Entende-se assim que os modernistas tentaram pintar as cores da nação brasileira com base em ideologias revolucionárias advindas da Europa, como o Futurismo, o Dadaísmo, por exemplo, porém não veio a descaracterizar a idéia de brasilidade, pelo contrário, pois “as raízes internas do Modernismo se configuram mais importantes do que as teorias importadas” (CASTELLO, 1999, p.67).

É nesse ambiente contraditório e instável, característico da modernidade, que o Modernismo brasileiro vai se desenrolar. Numa época marcada, sem dúvida, por uma espécie de dualismo constante, onde o bem e o mal caminham lado a lado, onde o capitalismo, o “progresso” técnico-científico só gera, inversamente, mais desigualdades sociais, as quais muitos artistas modernos procuraram evidenciar e “combater”.

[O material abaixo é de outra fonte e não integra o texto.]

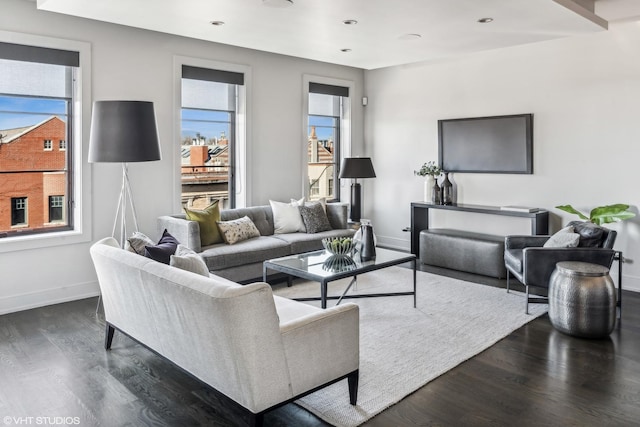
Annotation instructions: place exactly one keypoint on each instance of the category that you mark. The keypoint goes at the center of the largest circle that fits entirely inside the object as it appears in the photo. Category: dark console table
(420, 218)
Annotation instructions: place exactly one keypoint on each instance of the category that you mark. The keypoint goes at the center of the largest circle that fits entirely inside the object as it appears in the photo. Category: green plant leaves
(571, 209)
(602, 214)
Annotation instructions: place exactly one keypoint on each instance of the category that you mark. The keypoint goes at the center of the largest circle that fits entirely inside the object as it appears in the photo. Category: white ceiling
(314, 29)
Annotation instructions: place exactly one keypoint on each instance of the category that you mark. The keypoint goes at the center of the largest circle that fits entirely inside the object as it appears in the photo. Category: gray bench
(464, 251)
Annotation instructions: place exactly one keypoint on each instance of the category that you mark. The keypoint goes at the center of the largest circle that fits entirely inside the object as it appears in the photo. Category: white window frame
(346, 136)
(243, 128)
(82, 225)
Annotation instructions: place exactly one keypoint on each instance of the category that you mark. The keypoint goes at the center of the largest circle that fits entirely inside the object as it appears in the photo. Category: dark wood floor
(52, 363)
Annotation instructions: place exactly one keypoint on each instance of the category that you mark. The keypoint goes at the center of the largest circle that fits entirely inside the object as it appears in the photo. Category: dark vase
(368, 246)
(447, 190)
(435, 194)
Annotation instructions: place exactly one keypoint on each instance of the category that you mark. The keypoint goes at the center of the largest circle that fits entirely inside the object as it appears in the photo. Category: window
(56, 208)
(18, 211)
(208, 145)
(37, 100)
(327, 105)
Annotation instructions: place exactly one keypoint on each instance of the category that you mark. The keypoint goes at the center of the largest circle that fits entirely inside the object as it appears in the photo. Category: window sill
(44, 240)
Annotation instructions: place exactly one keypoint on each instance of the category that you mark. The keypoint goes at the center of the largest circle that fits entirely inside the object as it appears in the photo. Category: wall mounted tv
(501, 144)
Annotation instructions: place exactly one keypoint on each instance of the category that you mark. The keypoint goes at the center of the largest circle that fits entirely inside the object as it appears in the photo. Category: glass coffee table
(321, 266)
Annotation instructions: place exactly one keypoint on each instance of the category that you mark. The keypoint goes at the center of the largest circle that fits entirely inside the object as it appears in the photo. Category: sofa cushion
(314, 217)
(250, 251)
(286, 217)
(303, 242)
(162, 252)
(207, 219)
(238, 230)
(262, 217)
(187, 259)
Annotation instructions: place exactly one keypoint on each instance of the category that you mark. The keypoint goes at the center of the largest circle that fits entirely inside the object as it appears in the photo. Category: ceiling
(385, 32)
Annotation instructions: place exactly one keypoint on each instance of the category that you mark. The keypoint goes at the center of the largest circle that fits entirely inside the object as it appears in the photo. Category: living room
(583, 91)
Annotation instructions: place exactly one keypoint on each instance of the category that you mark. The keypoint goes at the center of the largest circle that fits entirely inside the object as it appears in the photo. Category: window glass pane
(205, 156)
(34, 156)
(322, 152)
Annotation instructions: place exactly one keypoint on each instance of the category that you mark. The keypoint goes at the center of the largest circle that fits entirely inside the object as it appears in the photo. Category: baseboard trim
(27, 301)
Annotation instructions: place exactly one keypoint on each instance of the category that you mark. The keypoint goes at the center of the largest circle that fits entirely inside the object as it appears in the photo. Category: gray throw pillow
(564, 238)
(315, 218)
(590, 234)
(137, 242)
(187, 259)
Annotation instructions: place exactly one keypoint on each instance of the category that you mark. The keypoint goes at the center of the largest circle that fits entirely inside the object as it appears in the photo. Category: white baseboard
(31, 300)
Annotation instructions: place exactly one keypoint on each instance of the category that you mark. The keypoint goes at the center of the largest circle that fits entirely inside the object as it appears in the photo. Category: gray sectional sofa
(242, 261)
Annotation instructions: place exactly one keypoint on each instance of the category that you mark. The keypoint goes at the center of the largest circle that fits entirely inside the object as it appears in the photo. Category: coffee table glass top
(321, 264)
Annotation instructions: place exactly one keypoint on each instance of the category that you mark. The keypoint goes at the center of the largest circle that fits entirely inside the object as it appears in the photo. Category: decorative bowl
(339, 263)
(339, 245)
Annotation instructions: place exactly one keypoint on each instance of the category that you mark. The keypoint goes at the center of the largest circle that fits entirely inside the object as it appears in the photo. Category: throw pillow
(187, 259)
(286, 218)
(207, 220)
(163, 250)
(315, 218)
(301, 202)
(137, 242)
(564, 238)
(590, 234)
(238, 230)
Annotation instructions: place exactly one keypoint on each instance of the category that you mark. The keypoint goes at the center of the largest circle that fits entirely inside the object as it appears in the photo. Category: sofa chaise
(242, 261)
(259, 350)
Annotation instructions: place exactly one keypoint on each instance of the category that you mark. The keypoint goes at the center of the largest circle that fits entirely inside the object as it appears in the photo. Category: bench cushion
(464, 251)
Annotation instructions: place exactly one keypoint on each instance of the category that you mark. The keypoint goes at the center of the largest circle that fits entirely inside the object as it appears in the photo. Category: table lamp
(356, 167)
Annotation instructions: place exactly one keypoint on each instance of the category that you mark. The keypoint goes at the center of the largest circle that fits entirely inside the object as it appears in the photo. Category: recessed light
(277, 3)
(410, 36)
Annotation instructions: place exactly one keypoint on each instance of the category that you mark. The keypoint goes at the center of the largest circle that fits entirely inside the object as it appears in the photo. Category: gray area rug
(402, 348)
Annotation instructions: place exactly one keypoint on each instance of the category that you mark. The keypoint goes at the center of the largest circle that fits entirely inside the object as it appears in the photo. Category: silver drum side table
(582, 299)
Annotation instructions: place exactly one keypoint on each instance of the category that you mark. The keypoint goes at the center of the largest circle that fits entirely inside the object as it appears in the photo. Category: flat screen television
(500, 144)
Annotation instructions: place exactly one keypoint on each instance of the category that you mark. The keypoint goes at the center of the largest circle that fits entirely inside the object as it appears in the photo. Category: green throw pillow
(207, 220)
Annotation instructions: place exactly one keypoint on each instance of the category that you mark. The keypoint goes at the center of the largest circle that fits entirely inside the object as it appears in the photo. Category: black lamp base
(355, 202)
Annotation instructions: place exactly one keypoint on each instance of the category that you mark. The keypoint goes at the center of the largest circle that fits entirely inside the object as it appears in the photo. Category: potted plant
(430, 171)
(591, 230)
(602, 214)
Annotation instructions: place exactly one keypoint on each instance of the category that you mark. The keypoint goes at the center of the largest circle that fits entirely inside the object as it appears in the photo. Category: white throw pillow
(187, 259)
(286, 218)
(564, 238)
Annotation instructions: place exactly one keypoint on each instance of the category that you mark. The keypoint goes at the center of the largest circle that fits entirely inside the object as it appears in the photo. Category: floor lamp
(123, 132)
(356, 167)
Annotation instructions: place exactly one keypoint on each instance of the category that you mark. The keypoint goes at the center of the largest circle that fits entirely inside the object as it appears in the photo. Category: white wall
(584, 93)
(135, 64)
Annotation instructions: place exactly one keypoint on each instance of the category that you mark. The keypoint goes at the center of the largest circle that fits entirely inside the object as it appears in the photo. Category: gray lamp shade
(357, 167)
(123, 131)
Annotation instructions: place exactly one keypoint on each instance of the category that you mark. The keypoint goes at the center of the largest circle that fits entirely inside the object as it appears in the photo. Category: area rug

O ser moderno se tornou, ao mesmo tempo, mais imprevisível e eficaz, criador e materialista, empreendedor e destrutivo, sonhador e egoísta, coletivo; graças aos ideais globalizantes, se tornou, na mesma medida, mais encurralado ao seu próprio ‘eu’ tumultuado, confuso, amedrontado, egocêntrico e vaidoso. Assim, são processos opostos que tornam o ser humano altamente projetado para a idéia de transformação dos meios materiais de produção moderna, tornando-o ainda mais criativo e dinâmico, porém, perigoso, instável, desumano e distorcido. E como a “modernidade significa aumento de eficácia” (ROUANET, 2006, p.103), ou seja, maior produtividade, lucratividade e racionalização, os modernistas, através da arte literária e de outras formas de expressão, tentaram também promover a re-humanização do homem. Não é a toa que Drummond (1940), no poema “Mãos dadas”, dizia: “O presente é tão grande, não nos afastemos. / Não nos afastemos muito, vamos de mãos dadas”. Com base no exposto, é compreendermos que a vida moderna se constitui dessa constante relação dúbia e conflitante entre o bem e o mal, entre o ser e o ter, entre a vida e a morte. Para uma época extremamente contraditória, as verdades absolutas e as posições extremadas perdem a noção de existir, e é por isso que há uma necessidade cada vez maior de lidarmos com situações conflitantes e conturbadas, para, assim, tornar o nosso mundo um pouco melhor para se viver.